I work in a 77-year-old building on the Texas Tech campus. To be fair, most of the buildings on campus are about that old, so it’s not like we got the worst digs in the joint (contrary to my crabbing about being stuck in a cubicle now after having a private office for about 12 years; why, no, I’m not bitter—why do you ask?).
Sometime in the 1950s, the electrical wiring in our building, Drane Hall, was updated.
Yeah, that was about 60 years ago.
With advances in technology come an increase in energy demands, so Tech has decided to boot us all out of Drane Hall for a few weeks while they shut the power off completely in order to replace Drane’s switching doodad(s) and other antiquated electrical stuff. And by “all” I mean all three floors full of people. I’m not sure how many people there are in the whole building, but our bunch number 75-80, and we don’t even take up all of one floor. And since Tech doesn’t want to just give us all three extra weeks of paid vacation (darn it) while the electricians are working in the building, we all have to be temporarily rehoused somewhere else on campus so we can continue working.
Most of my department will be stuffed into the basement of another building on campus, in three or four big rooms, 25 people or so per room, each in a spacious 4’ x 3’ cubicle. [shudder] But there’s just not enough space for all of us in that basement, so for a lucky, lucky few—my department, as it happens—Tech has deigned to get up off its insistence on “duty point*” and is allowing us to work at home.
Thank you God, Allah, Vishnu, Buddha, the Goddess, and the Flying Spaghetti Monster who has touched me with its noodly appendage, because I don’t think I could hack being stuck in a tiny cube in a windowless basement with 24 other people for three weeks. I have a wee problem with crowds and heat, and the combination of all those bodies, their computers, and their chatter would just do me in.
Last Thursday and Friday, we got instructions on how to get connected to our department’s network on campus (excellent, in case we need to download a file, because we can’t get back into Drane until the electrical work is done), and we all updated our home computers with the wherewithal to communicate with each other while working separately. (I get a lot of IMs and emails during the day asking how to do this or what to do in case of that, etc., not to mention the people who just pop into my cube to ask a question.) I’m also loaning my laptop to one of my fellow Production wonks who has a Mac at home, so I got that all set up with her passwords.
(Not that Macs are bad—my first computer was a Mac, and I’ve had several—or that they can’t interact with Windows documents, but owing to font and other software requirements, this is the path of least resistance.)
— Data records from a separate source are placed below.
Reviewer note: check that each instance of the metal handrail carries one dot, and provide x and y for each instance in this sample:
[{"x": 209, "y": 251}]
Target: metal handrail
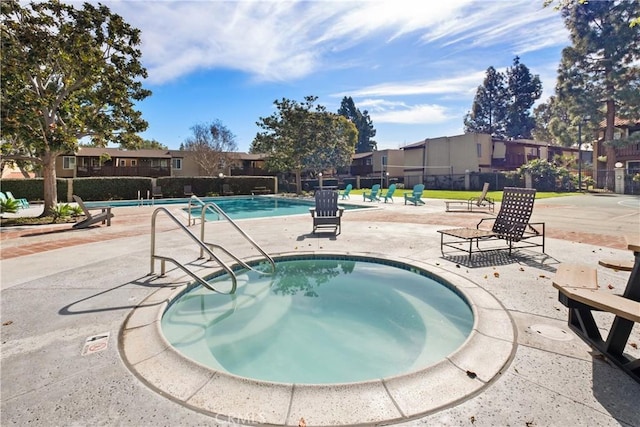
[
  {"x": 203, "y": 247},
  {"x": 220, "y": 212}
]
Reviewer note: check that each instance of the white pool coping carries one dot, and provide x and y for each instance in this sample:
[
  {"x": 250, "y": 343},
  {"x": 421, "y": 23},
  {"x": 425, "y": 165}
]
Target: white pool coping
[{"x": 483, "y": 356}]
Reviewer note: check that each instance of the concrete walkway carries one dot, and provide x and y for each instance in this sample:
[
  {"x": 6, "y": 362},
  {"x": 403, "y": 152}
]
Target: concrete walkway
[{"x": 63, "y": 287}]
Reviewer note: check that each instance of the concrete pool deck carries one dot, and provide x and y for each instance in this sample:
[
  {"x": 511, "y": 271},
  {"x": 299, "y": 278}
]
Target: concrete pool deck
[{"x": 61, "y": 288}]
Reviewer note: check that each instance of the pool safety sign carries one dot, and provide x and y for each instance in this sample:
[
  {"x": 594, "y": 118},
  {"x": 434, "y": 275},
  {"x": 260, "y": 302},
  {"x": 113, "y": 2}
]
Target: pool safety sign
[{"x": 95, "y": 344}]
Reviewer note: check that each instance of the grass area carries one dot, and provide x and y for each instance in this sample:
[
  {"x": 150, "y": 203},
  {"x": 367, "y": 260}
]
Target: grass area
[
  {"x": 45, "y": 220},
  {"x": 461, "y": 195}
]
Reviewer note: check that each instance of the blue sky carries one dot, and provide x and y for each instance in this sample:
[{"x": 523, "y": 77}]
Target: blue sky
[{"x": 414, "y": 66}]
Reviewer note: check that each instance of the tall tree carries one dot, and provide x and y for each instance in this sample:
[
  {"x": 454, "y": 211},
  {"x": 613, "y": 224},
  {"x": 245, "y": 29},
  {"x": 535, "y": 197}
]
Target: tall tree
[
  {"x": 304, "y": 137},
  {"x": 212, "y": 145},
  {"x": 553, "y": 123},
  {"x": 363, "y": 123},
  {"x": 67, "y": 74},
  {"x": 523, "y": 89},
  {"x": 599, "y": 74},
  {"x": 488, "y": 111}
]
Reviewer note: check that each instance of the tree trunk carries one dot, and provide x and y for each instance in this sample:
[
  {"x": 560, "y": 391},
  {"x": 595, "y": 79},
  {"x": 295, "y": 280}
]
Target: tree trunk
[
  {"x": 298, "y": 182},
  {"x": 50, "y": 184},
  {"x": 610, "y": 151}
]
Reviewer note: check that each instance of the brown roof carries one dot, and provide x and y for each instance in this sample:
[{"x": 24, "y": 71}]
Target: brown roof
[{"x": 116, "y": 152}]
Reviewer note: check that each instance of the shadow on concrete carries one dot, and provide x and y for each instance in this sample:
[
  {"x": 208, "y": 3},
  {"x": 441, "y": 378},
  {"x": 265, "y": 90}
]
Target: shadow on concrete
[{"x": 501, "y": 257}]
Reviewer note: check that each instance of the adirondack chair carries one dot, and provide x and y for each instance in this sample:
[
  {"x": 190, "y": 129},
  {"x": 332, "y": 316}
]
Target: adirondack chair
[
  {"x": 326, "y": 213},
  {"x": 373, "y": 194},
  {"x": 481, "y": 202},
  {"x": 345, "y": 193},
  {"x": 104, "y": 216},
  {"x": 389, "y": 194},
  {"x": 511, "y": 225},
  {"x": 415, "y": 196},
  {"x": 156, "y": 192}
]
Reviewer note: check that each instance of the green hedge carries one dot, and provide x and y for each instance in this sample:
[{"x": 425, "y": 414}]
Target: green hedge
[{"x": 130, "y": 188}]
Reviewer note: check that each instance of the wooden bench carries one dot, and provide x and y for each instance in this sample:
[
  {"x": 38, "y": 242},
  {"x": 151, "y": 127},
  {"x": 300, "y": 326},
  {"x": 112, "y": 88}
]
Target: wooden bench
[
  {"x": 617, "y": 264},
  {"x": 577, "y": 287}
]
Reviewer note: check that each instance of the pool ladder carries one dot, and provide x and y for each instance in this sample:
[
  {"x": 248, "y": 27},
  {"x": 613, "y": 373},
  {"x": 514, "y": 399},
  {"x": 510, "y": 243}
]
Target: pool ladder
[{"x": 204, "y": 246}]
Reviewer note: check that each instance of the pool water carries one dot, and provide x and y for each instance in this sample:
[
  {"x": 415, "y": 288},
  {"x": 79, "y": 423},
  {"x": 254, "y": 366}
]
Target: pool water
[
  {"x": 319, "y": 320},
  {"x": 239, "y": 207},
  {"x": 260, "y": 207}
]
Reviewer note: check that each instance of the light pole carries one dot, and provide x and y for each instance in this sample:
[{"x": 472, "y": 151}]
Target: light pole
[{"x": 582, "y": 120}]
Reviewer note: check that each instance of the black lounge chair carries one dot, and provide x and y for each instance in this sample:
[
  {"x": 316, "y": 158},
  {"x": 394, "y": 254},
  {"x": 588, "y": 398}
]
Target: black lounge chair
[
  {"x": 511, "y": 225},
  {"x": 326, "y": 213}
]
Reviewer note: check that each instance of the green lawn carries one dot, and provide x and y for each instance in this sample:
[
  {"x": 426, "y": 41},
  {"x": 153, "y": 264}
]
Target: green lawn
[{"x": 460, "y": 195}]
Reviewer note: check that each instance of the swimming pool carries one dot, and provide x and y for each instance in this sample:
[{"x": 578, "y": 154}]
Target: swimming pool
[
  {"x": 321, "y": 320},
  {"x": 237, "y": 207},
  {"x": 230, "y": 398}
]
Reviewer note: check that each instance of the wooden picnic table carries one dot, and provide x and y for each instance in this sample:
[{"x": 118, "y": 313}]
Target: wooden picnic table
[{"x": 578, "y": 290}]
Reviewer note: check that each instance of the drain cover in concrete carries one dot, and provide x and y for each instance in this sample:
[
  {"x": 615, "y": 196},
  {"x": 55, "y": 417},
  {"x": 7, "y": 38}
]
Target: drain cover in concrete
[
  {"x": 95, "y": 344},
  {"x": 552, "y": 332}
]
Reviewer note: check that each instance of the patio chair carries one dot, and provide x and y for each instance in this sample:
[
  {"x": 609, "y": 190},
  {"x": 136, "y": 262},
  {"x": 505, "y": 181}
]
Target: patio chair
[
  {"x": 104, "y": 216},
  {"x": 226, "y": 190},
  {"x": 24, "y": 204},
  {"x": 345, "y": 193},
  {"x": 579, "y": 291},
  {"x": 511, "y": 225},
  {"x": 326, "y": 213},
  {"x": 481, "y": 202},
  {"x": 415, "y": 196},
  {"x": 389, "y": 194},
  {"x": 156, "y": 192},
  {"x": 373, "y": 194}
]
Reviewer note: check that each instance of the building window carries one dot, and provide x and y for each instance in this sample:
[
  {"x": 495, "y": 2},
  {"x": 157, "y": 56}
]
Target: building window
[
  {"x": 68, "y": 162},
  {"x": 162, "y": 163}
]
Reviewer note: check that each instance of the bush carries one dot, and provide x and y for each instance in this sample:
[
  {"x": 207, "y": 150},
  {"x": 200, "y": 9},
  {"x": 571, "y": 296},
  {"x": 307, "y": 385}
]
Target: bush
[
  {"x": 546, "y": 176},
  {"x": 9, "y": 206}
]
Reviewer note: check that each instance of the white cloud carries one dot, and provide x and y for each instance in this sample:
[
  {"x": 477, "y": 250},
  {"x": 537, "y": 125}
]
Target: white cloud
[
  {"x": 398, "y": 112},
  {"x": 415, "y": 114},
  {"x": 284, "y": 40},
  {"x": 455, "y": 85}
]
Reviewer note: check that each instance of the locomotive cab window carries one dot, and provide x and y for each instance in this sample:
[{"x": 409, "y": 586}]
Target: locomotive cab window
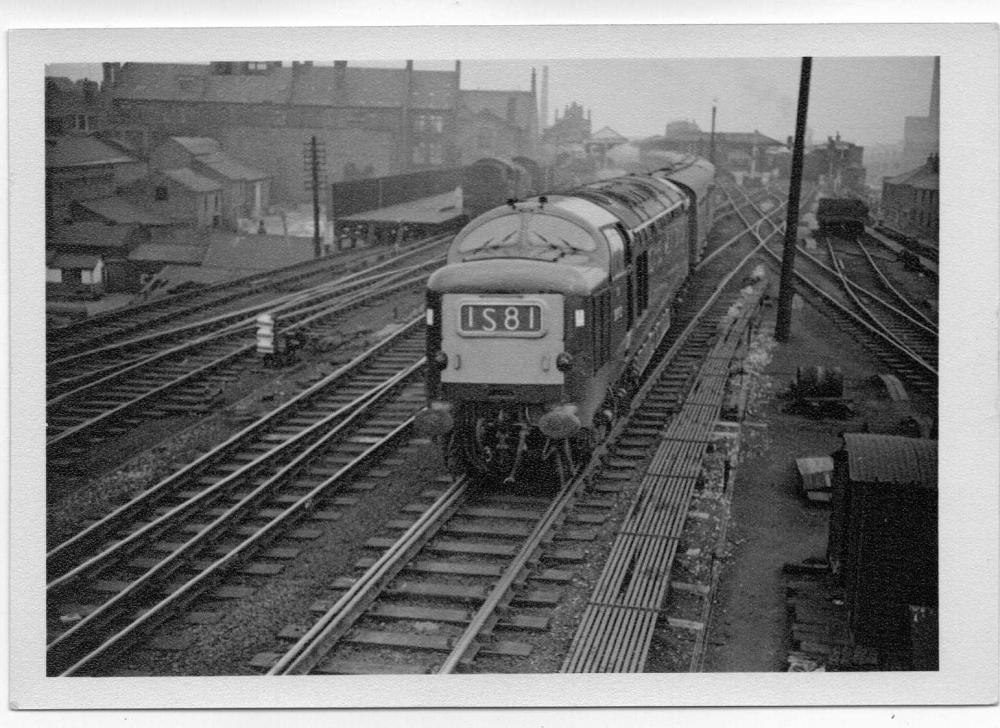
[{"x": 528, "y": 236}]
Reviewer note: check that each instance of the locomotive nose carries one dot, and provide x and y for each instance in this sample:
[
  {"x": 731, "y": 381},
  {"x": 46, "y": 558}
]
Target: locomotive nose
[{"x": 559, "y": 422}]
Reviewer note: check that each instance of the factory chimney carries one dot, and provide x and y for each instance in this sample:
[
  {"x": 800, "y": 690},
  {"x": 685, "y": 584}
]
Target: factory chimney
[
  {"x": 935, "y": 110},
  {"x": 545, "y": 98}
]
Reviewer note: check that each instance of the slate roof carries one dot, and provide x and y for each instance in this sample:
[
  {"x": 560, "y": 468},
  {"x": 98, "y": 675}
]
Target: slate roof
[
  {"x": 198, "y": 145},
  {"x": 306, "y": 85},
  {"x": 922, "y": 178},
  {"x": 82, "y": 151},
  {"x": 495, "y": 102},
  {"x": 256, "y": 252},
  {"x": 224, "y": 165},
  {"x": 121, "y": 212},
  {"x": 74, "y": 261},
  {"x": 90, "y": 235},
  {"x": 162, "y": 252},
  {"x": 188, "y": 178},
  {"x": 606, "y": 133}
]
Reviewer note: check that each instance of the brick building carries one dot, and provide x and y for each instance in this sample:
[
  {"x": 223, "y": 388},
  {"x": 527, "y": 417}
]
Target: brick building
[
  {"x": 244, "y": 191},
  {"x": 840, "y": 163},
  {"x": 73, "y": 106},
  {"x": 910, "y": 201},
  {"x": 921, "y": 134},
  {"x": 497, "y": 124},
  {"x": 748, "y": 152},
  {"x": 85, "y": 168},
  {"x": 571, "y": 128}
]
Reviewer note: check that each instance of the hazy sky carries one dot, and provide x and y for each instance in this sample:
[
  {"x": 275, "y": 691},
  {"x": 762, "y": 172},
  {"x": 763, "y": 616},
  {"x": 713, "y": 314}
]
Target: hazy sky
[{"x": 865, "y": 99}]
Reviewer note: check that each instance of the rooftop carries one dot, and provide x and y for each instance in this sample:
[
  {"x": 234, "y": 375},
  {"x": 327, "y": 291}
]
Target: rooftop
[
  {"x": 301, "y": 85},
  {"x": 90, "y": 235},
  {"x": 82, "y": 151}
]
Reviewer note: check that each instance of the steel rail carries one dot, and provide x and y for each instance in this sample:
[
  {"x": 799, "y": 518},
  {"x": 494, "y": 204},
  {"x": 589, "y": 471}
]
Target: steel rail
[
  {"x": 306, "y": 653},
  {"x": 58, "y": 559},
  {"x": 59, "y": 651},
  {"x": 326, "y": 311},
  {"x": 919, "y": 362},
  {"x": 252, "y": 283},
  {"x": 244, "y": 318},
  {"x": 930, "y": 324},
  {"x": 878, "y": 323}
]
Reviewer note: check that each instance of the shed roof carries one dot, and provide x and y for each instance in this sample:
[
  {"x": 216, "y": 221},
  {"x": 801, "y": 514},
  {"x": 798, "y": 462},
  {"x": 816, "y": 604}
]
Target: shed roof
[
  {"x": 75, "y": 261},
  {"x": 607, "y": 134},
  {"x": 304, "y": 85},
  {"x": 81, "y": 151},
  {"x": 891, "y": 459},
  {"x": 225, "y": 166},
  {"x": 121, "y": 211},
  {"x": 188, "y": 178},
  {"x": 922, "y": 177},
  {"x": 198, "y": 145},
  {"x": 90, "y": 235},
  {"x": 498, "y": 102},
  {"x": 256, "y": 252},
  {"x": 166, "y": 253}
]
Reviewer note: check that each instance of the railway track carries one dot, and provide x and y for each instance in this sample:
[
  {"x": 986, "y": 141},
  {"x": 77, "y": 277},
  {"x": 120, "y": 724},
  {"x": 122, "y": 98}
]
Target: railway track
[
  {"x": 463, "y": 579},
  {"x": 191, "y": 307},
  {"x": 466, "y": 576},
  {"x": 185, "y": 378},
  {"x": 218, "y": 515},
  {"x": 899, "y": 358}
]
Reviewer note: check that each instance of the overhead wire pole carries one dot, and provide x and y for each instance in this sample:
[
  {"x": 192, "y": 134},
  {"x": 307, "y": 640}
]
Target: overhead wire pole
[
  {"x": 783, "y": 324},
  {"x": 315, "y": 158}
]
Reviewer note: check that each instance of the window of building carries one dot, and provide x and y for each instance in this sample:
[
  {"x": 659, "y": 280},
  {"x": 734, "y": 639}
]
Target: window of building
[{"x": 428, "y": 123}]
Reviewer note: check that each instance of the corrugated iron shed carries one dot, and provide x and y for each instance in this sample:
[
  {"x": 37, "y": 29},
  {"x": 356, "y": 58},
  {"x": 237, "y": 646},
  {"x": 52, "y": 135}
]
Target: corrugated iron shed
[
  {"x": 190, "y": 179},
  {"x": 63, "y": 152},
  {"x": 891, "y": 459},
  {"x": 224, "y": 165},
  {"x": 121, "y": 212}
]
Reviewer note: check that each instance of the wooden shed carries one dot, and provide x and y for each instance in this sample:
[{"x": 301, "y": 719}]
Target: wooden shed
[{"x": 884, "y": 532}]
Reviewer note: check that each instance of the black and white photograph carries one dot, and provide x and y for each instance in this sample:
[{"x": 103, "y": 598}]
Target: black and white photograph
[{"x": 503, "y": 366}]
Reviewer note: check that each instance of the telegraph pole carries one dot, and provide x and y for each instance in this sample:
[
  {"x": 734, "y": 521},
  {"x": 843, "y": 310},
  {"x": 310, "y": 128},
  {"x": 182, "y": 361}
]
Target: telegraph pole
[
  {"x": 711, "y": 139},
  {"x": 315, "y": 159},
  {"x": 786, "y": 291}
]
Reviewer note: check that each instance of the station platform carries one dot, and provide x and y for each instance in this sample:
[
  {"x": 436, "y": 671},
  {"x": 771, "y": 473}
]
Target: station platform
[{"x": 436, "y": 210}]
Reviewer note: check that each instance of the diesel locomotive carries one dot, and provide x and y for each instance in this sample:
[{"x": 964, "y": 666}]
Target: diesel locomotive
[{"x": 545, "y": 313}]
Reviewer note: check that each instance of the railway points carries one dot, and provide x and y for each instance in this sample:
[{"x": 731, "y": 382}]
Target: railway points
[{"x": 604, "y": 555}]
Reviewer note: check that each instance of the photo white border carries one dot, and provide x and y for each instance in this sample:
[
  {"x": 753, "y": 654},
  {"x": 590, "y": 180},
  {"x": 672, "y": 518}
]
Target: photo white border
[{"x": 968, "y": 453}]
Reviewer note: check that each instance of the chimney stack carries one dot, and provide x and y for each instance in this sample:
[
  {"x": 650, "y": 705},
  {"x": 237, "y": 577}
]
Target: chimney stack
[
  {"x": 545, "y": 98},
  {"x": 339, "y": 76}
]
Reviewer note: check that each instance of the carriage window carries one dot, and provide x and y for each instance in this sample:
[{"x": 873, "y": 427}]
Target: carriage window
[
  {"x": 616, "y": 245},
  {"x": 527, "y": 232}
]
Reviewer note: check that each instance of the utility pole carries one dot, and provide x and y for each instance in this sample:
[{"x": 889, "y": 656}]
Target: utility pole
[
  {"x": 711, "y": 139},
  {"x": 315, "y": 160},
  {"x": 786, "y": 291}
]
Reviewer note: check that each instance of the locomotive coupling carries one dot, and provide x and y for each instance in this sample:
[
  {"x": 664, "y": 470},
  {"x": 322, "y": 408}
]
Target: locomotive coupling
[
  {"x": 559, "y": 422},
  {"x": 435, "y": 419}
]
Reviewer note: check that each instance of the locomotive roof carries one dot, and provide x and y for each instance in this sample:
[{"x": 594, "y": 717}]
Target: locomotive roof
[
  {"x": 698, "y": 175},
  {"x": 516, "y": 276},
  {"x": 891, "y": 459}
]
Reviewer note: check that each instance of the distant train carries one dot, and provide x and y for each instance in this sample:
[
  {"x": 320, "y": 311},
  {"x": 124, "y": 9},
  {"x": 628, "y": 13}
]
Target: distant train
[
  {"x": 491, "y": 181},
  {"x": 842, "y": 217},
  {"x": 535, "y": 323}
]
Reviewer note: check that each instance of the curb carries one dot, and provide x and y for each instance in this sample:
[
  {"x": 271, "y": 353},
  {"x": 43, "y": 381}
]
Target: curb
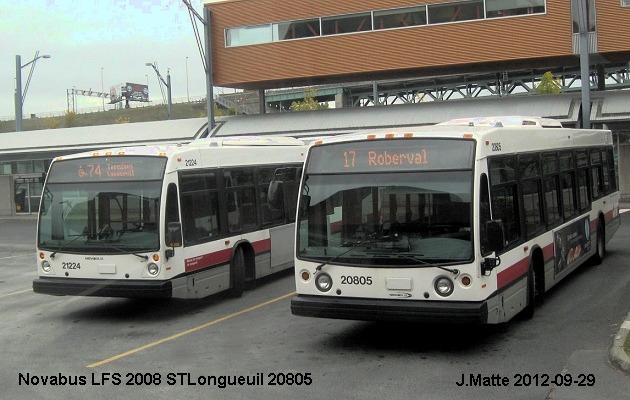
[{"x": 618, "y": 355}]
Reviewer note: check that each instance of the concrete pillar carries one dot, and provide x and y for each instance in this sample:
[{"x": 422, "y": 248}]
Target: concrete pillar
[{"x": 623, "y": 163}]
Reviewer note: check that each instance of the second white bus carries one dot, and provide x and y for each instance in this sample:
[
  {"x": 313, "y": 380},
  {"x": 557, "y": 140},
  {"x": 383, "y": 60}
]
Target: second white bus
[
  {"x": 182, "y": 221},
  {"x": 467, "y": 221}
]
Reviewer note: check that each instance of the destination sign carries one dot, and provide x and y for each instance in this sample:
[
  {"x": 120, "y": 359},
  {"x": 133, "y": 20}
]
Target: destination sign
[
  {"x": 96, "y": 169},
  {"x": 391, "y": 155}
]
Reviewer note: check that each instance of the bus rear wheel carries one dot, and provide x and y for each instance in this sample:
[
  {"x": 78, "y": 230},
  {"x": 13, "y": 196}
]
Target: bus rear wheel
[
  {"x": 600, "y": 249},
  {"x": 237, "y": 273},
  {"x": 528, "y": 311}
]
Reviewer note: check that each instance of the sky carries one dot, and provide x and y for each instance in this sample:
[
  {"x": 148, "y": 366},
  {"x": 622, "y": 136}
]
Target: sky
[{"x": 96, "y": 44}]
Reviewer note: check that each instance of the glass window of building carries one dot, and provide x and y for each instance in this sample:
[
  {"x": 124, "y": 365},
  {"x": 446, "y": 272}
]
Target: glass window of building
[
  {"x": 400, "y": 18},
  {"x": 347, "y": 24},
  {"x": 455, "y": 12},
  {"x": 248, "y": 35},
  {"x": 507, "y": 8},
  {"x": 296, "y": 29}
]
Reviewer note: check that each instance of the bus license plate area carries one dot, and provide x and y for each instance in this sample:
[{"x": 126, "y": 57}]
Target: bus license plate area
[
  {"x": 107, "y": 268},
  {"x": 399, "y": 283}
]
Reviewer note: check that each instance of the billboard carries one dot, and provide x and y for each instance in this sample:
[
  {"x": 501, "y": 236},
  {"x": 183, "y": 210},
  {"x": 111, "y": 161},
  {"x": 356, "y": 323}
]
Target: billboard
[{"x": 135, "y": 92}]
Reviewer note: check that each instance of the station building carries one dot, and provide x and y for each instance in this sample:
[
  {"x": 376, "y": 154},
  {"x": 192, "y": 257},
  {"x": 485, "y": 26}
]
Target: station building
[{"x": 386, "y": 46}]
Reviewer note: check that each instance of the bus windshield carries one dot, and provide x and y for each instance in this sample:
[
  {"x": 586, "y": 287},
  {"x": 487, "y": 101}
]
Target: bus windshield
[
  {"x": 388, "y": 218},
  {"x": 104, "y": 214}
]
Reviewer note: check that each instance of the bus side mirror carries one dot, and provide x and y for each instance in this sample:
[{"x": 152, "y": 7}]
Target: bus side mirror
[
  {"x": 305, "y": 203},
  {"x": 174, "y": 234},
  {"x": 495, "y": 235},
  {"x": 173, "y": 237},
  {"x": 275, "y": 195}
]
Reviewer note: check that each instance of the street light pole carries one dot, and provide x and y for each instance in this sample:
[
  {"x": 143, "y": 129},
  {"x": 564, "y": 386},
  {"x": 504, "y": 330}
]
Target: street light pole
[
  {"x": 168, "y": 87},
  {"x": 102, "y": 88},
  {"x": 187, "y": 92},
  {"x": 19, "y": 96}
]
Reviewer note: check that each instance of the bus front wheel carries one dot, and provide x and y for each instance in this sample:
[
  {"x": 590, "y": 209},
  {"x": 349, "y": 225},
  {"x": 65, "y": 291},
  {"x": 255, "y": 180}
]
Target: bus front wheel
[{"x": 237, "y": 273}]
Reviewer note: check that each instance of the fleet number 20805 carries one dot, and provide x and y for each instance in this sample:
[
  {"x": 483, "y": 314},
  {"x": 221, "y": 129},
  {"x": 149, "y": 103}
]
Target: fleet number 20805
[{"x": 356, "y": 280}]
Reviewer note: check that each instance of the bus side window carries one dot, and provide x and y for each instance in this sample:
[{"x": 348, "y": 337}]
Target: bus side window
[
  {"x": 505, "y": 204},
  {"x": 484, "y": 213},
  {"x": 200, "y": 206},
  {"x": 241, "y": 199}
]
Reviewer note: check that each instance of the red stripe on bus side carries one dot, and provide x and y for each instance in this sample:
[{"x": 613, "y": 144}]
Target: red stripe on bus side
[
  {"x": 519, "y": 269},
  {"x": 207, "y": 260},
  {"x": 221, "y": 256},
  {"x": 548, "y": 252},
  {"x": 262, "y": 246},
  {"x": 512, "y": 273}
]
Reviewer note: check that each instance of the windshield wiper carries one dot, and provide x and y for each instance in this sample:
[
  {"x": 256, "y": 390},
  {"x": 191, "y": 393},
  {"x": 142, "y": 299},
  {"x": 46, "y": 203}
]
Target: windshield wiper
[
  {"x": 52, "y": 255},
  {"x": 354, "y": 246},
  {"x": 144, "y": 257},
  {"x": 425, "y": 264}
]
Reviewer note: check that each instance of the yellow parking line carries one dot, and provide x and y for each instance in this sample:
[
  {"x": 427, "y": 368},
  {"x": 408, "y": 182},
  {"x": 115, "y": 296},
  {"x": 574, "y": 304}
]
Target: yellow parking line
[
  {"x": 178, "y": 335},
  {"x": 11, "y": 294}
]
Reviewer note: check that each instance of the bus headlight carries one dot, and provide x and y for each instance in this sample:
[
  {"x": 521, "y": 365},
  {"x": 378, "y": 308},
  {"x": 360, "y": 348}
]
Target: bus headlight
[
  {"x": 153, "y": 269},
  {"x": 323, "y": 282},
  {"x": 443, "y": 286},
  {"x": 45, "y": 266}
]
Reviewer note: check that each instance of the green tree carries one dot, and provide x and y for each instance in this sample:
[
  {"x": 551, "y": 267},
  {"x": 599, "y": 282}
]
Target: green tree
[
  {"x": 309, "y": 102},
  {"x": 548, "y": 84}
]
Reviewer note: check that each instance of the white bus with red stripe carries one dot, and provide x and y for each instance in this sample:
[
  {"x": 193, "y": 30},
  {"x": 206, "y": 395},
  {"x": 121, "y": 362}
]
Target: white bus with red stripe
[
  {"x": 470, "y": 221},
  {"x": 181, "y": 220}
]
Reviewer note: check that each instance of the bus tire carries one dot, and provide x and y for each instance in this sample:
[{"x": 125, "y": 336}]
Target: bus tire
[
  {"x": 600, "y": 246},
  {"x": 237, "y": 273},
  {"x": 528, "y": 311}
]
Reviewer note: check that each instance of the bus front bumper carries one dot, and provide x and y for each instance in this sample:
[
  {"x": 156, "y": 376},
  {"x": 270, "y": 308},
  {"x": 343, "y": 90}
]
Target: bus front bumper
[
  {"x": 103, "y": 288},
  {"x": 390, "y": 310}
]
Monday and Tuesday, those moving to temporary cube farms will get boxes and labels for their computers and any books, files, etc. We’ll also get further instructions about parking and other logistics. Wednesday those who are moving will pack up; those who will be working at home will just unplug everything at the end of the day and collect all the stuff they need to take home. IT will transport computers to our lovely basement Thursday morning and by late Thursday afternoon, we hope to be back in business.
This is my first experience at telecommuting, and I’m really looking forward to it. I plan to telecommute after retirement, if I can get editing or proofreading work, so it’ll be good to see if I can focus on work while in my own house with two kitties to pet and a sister who likes to talk.
And to those of our bunch who will be moving into that basement for three weeks…I’m really sorry, guys.
* From Texas Tech University’s OP 70.06:
An employee must, during normal working hours, conduct university business only at the employee’s regular or assigned temporary duty point, unless the employee is traveling or has received prior written authorization from the chancellor or the president to perform work elsewhere. In no event shall an employee’s personal residence be deemed that employee’s regular or assigned temporary place of employment or duty point without the written approval of the chancellor or the president.
A request for exception should include the type of work to be performed, how the time and productivity will be monitored, how it meets the business needs of TTU to have this person work from home, and the duration for which the exception is being requested.